Vitamin E: A Supporting Player

Vitamin E (alpha-tocopherol) is a potent antioxidant that protects skin from UV-induced oxidative damage, which is one of the primary drivers of crepey skin. It works by neutralizing the reactive molecules that break down collagen and elastin after sun exposure. On its own, though, the evidence for vitamin E reversing existing crepey skin is limited compared to vitamins A, C, and B3.

Where vitamin E shines is in combination products.
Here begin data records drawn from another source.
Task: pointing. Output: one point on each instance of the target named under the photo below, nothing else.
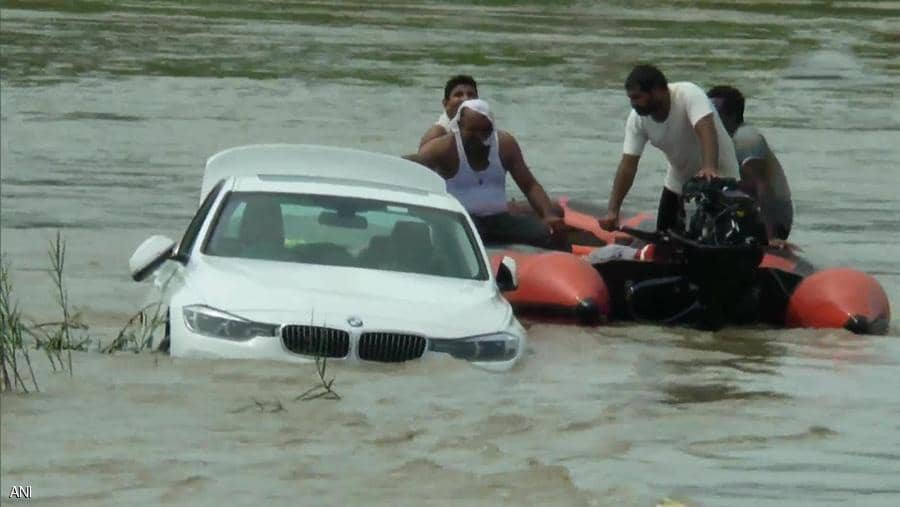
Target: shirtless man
(680, 120)
(458, 89)
(761, 173)
(474, 159)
It stabilizes vitamin C and enhances its photoprotective effects, so many well-formulated serums include both. If you’re choosing a vitamin C serum, one that also contains vitamin E gives you a synergistic boost in UV defense without needing a separate product.

Vitamin K: Not Enough Evidence Yet

Vitamin K appears in some skincare products marketed for aging skin, but the research doesn’t support it for crepey skin specifically. Topical vitamin K has been studied mainly for its wound-healing properties and its ability to help resolve bruising after laser procedures. There’s no reliable clinical evidence that it improves skin thickness, elasticity, or the structural changes behind crepey texture.

Topical vs. Oral: Where to Spend Your Money

Research consistently favors topical application over oral supplements when it comes to skin appearance. A review in South African Family Practice put it plainly: with adequate dietary intake, oral supplementation has been found to offer limited additional value for the skin. The literature leans toward topical applications as the more effective route, particularly for anti-aging benefits.

That said, oral supplements aren’t worthless if you’re genuinely deficient. Vitamin C deficiency impairs collagen synthesis throughout the body, and vitamin A deficiency affects skin cell turnover. But if you eat a reasonably balanced diet, the biggest returns come from putting these vitamins directly on your skin where they can reach the cells that need them.

How to Layer These Vitamins Practically

You don’t need to use every vitamin at once, but a practical routine might look like this: vitamin C serum in the morning (ideally with vitamin E in the formula) followed by sunscreen, and a retinoid product at night. Niacinamide can be used morning or night and layers well with other actives. If your skin is too sensitive for retinoids, niacinamide and vitamin C together still address multiple aspects of crepey skin, boosting collagen while strengthening the barrier.

Visible improvement in skin texture typically begins around 2 weeks for surface smoothness, but the deeper structural changes that actually thicken crepey skin take longer. Expect 8 to 12 weeks for noticeable firmness improvements with retinoids, and continued gains over 6 months of consistent use. Sunscreen is non-negotiable alongside any of these treatments. UV exposure degrades the very collagen and elastin you’re trying to rebuild, and retinoids in particular make skin more sun-sensitive.